Self-perception can be described as the opposite of common sense / intuition, normal expectation or simply counterintuitive. One’s attitudes and personality are expected to play a role in their actions, but this theory differs. The theory holds that we become what we do and our actions originate from our self-observations and not from our free will and state of mind at a time.
Experiments that support the theory
Daryl Bem’s first experiment involved test subjects listening to an audio from a man who animatedly describes a task. One group was informed that the actor was paid $ 1 while the other group was told that the man was paid $ 20. When the group’s perceptions were compared, the group $ 1 felt as if their actor appreciated the task more than the $ 20 group felt about their actor. These results corresponded to the feelings of the individual actors, showing that even the actors had observed their behaviors just like strangers.

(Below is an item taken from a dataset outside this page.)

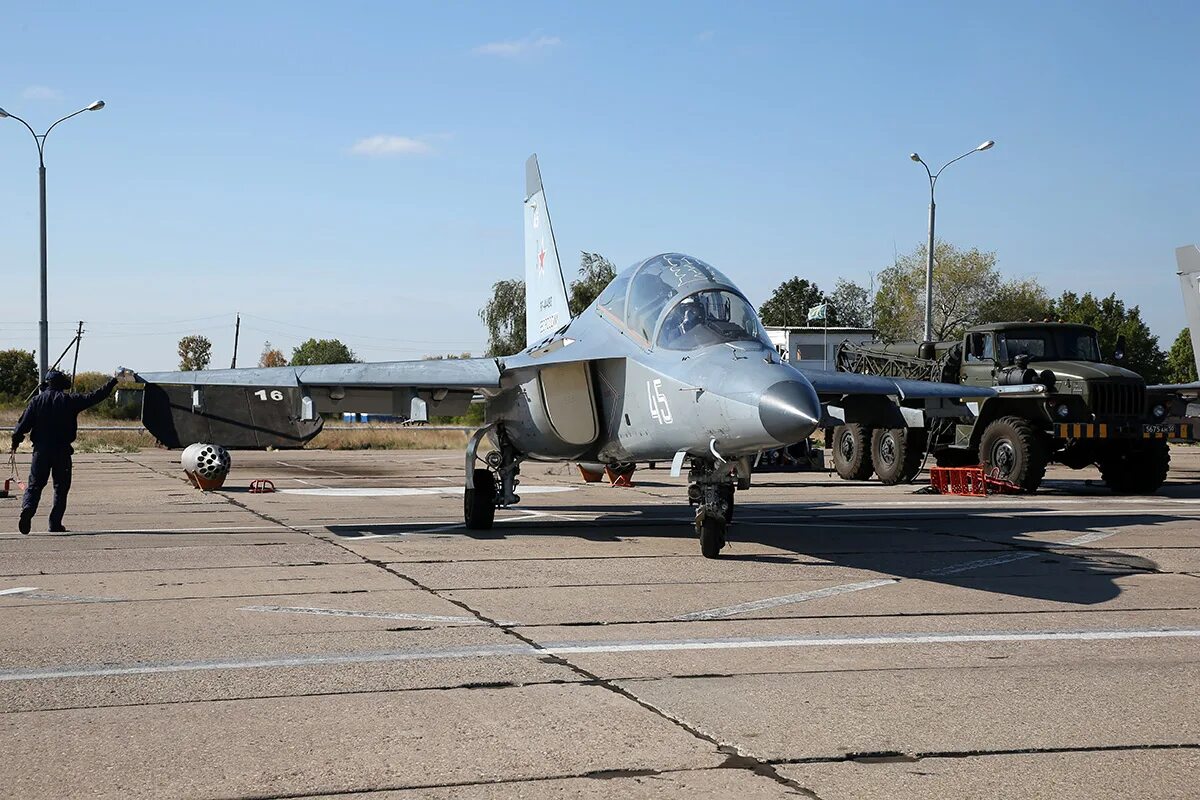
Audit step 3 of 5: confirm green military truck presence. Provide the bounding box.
[826,323,1189,494]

In the year 2006, Tiffany Ito and her colleagues tested the racial bias as influenced by the facial expressions of the test subjects. The participants were made to smile by holding a pencil in their mouth. Then they showed images of unknown black and white men. The results showed that participants made people smile for black men showed less prejudice than those who only smiled at photos of white men.
The theory of self-perception has been seen to work in scenarios of therapy and persuasion.
Application in therapy
The traditional theory was based on the actions and attitudes of people originating from inner psychological problems. The theory suggests that since people react with feelings and actions from their external behaviors, these behaviors in turn can be appropriately adjusted to influence a person’s feelings and attitudes. For example, adolescents exposed to community service had a better perception of themselves and were less likely to be involved in risky behavior.